北朝鮮が韓米の「3軸体制」では対応しにくい固体燃料の大陸間弾道ミサイル(ICBM)を発射するなど、核による威嚇を高めている状況で、韓米の拡大抑止強化は今回の首脳会談で中心の議題として論議されなければならない。北朝鮮の核の脅威に対応する韓米日協力は必要だ。しかし、韓米日の情報共有は、事実上軍事同盟化に進む可能性があり、これは韓国が中国けん制のための米日同盟の下位パートナーに帰結しかねないという点から、様々な事案を慎重に問い詰めなければならない問題だ。

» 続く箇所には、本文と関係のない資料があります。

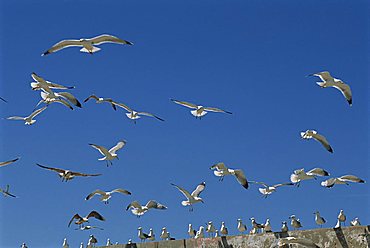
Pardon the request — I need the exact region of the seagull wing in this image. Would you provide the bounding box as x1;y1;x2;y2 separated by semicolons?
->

10日後に迫った韓米首脳会談で、米国の半導体支援法(CHIPS法)とインフレ抑制法(IRA)により半導体・バッテリーなど韓国の未来がかかった産業が打撃を受けないよう、韓国大統領室は最大限の交渉力を集中しなければならない。盗聴疑惑もまともに追及しないという大統領室が、再び「ばらまき外交」をするのではないか、韓国の要求事項をきちんと反映できるのか、という国民たちの憂慮が大きいことを肝に銘じてほしい。